In Ted Butler's Archive

SHORTAGE, INDEED

This week, a subscriber asked me to summarize the facts supporting my claim that silver is in a pronounced wholesale physical shortage. For one thing, there was the persistent, large physical turnover of silver in the COMEX warehouses for more than 12 years. This movement has now come to include the silver ETFs. This turnover is highly unique to silver of all commodities. Who moves great quantities of physical stuff around except under extraordinary demand?

Then there is the matter of dramatically falling silver inventories. The recorded world inventories of silver have fallen by roughly 400 million ounces, from 1.7 billion ounces at the start of 2021 to just over 1.3 billion ounces today. Virtually all of the decline has come in the two largest silver stockpiles in the world, the COMEX warehouse inventories and the holdings in SLV. This has been the largest silver inventory reduction in history and since when haven’t sharply declining world inventories of any commodity indicated a deepening shortage?

Finally, there are the reports from sources thought to be fairly-objective, like the Silver Institute citing more than a decade of flat to declining annual silver mine production and growing demand – to the point of creating (in its words) a record deficit. Isn’t “deficit” just another word for shortage? I understand how the influence of price affects us all, particularly if the price sends false signals for decades, as has been the case in silver. But I also understand the power of the actual law of supply and demand and how a deepening physical shortage cannot possibly be reversed, as it must, with continued low prices. Admittedly, even these words might ring hollow if there was no reasonable explanation for why the price of silver was out of step with the actual fundamentals.

However, a reasonable explanation exists and is proven out by official data, in the form of the statistics published by the U.S. Government’s weekly Commitments of Traders (COT) reports. These reports show beyond question that the price of silver (and other commodities) is artificially set in COMEX trading between two separate sets of large traders, the commercials (largely banks) and the managed money traders. Were it not for these reports, the explanation that the price of silver has been artificially manipulated and suppressed in the face of a deepening physical shortage would not exist.

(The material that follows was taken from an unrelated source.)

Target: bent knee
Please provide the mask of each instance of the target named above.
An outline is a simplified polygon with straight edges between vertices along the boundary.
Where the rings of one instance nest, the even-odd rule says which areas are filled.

But the reports do exist, as does the explanation for how silver prices could remain so low for so long in the face of the most important signs of a physical shortage. The inevitable conclusion will be a dramatic upward surge in the price. By all measures, this week’s dramatic selloff and volatility augur even more strongly for a coming price explosion.

This week, the combined holdings in SLV and the COMEX silver warehouses slipped by 10 million ounces to 712 million ounces, wiping out the previous week’s deposits and setting a new low, far below my bedrock low of 750 million ounces at the start of the year and the 730 million ounces plateau later on. While I still believe there is a level beyond which the holdings in SLV and in the COMEX warehouses won’t fall (due to investor holdings), this week’s sharp reduction is certainly in line with the deepening physical shortage.

And yes, back in early 2021, the combined holdings in SLV and in the COMEX warehouses hit 1.1 billion ounces (700 million ounces in SLV and 400 million ounces on the COMEX).  Silver prices falling from close to $30 to $22 today in the face of such dramatic inventory declines has an unassailable explanation. The price has been manipulated and depressed by paper positioning on the COMEX.

Due to the incredibly long time that an excessive short position in COMEX silver has suppressed the price, some 40 years, it’s impossible for the effects of the price suppression to burn out quickly in terms of the actual supply and demand equation fully adjusting to four decades of an artificially suppressed price. That the price of silver will soar to unimaginable levels is one thing; what I’m talking about is the time it will take for the world’s producers, consumers and investors to adjust to a sudden new world, where the price of silver suddenly loses the artificial price mechanism that has controlled and set prices for four decades. I’m talking about a shock to the system almost beyond comprehension.

I know it gets old hearing me talk about a deepening physical silver shortage and explaining the ongoing suppressed prices as being due to the continued price manipulation on the COMEX. But it is when you take the time to look at the actual facts of rapidly shrinking world inventories and the massive and unprecedented physical turnover of the remaining shrinking inventories, as well as the outside reports of declining production and increasing demand, that the choice of what to believe and how to invest should become clear.